Хозяйка была лет на пятнадцать, а то и на двадцать моложе своего супруга. Она еще выглядела красивой, хотя у нее была уже взрослая дочь, молва о красоте которой шла далеко. Дочь, однако, была еще сдержаннее и молчаливей матери, ни разу не удостоила меня хоть словечком, точно бы я был пустым местом. Словом, странное это было хозяйство, от которого в те дни осталась едва треть, а раньше, говорят, у них было чуть ли не сто гектаров. Странным казалось даже название хутора: если его перевести на литературный язык, оно звучало бы как «Большие свиньи». Но, вопреки названию, никакого свинства здесь не происходило.

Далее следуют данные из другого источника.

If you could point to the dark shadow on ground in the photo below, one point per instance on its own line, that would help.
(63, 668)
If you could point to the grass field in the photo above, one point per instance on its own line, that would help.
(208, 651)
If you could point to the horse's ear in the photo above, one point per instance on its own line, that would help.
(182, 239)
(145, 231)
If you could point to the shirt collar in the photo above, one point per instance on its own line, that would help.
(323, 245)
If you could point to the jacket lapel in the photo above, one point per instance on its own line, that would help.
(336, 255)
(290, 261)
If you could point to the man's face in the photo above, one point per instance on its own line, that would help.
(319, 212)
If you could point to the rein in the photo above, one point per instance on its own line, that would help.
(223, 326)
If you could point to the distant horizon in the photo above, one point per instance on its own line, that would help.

Правда, однажды в сумерках я нечаянно заметил, как пригожая и гордая Гундега, хозяйская дочь, прогуливалась с несколькими вооруженными парнями. Но в тот миг я думал лишь об одном: как бы не попасться им на глаза. Если мешочничаешь в одиночку, приходится бояться всего. Хорошо еще, если только отнимут тощий сидор, а то ведь могут и кокнуть — просто так, для развлечения: морда твоя не понравится или слишком уж слабо выразишь восторг по поводу неожиданной реквизиции. А если парни окажутся «ястребками», то задержат, отправят в город, а там пойдешь под суд за спекуляцию, подрывающую нормальные отношения между городом и деревней. Уже сколько я обещал себе: вот схожу еще раз, и все — лучше буду щебенку дробить. Но всякий раз кто-нибудь обязательно сбивал с пути. То просили привезти мыльнянку, потому что свинья на беду околела, нельзя же, чтобы пропало столько жира. То ребенку требовалось лекарство от глистов, в деревне его не достать, а в городе у меня в аптеке знакомые барышни. То нужен был частый гребень, то средство от коликов, то гвозди, то семена редиса и огурцов, то батареи для приемника, то йод и бинты… Только для своих людей, дело верное! А я знать не знал этих своих, да и дело было не такое уж верное, и все же я снова шел: жить-то надо. И потом, по правде говоря, меня тянуло к Норе. Маршрут я всегда составлял так, чтобы можно было невзначай забежать к ней, повидать, поговорить хоть немножко.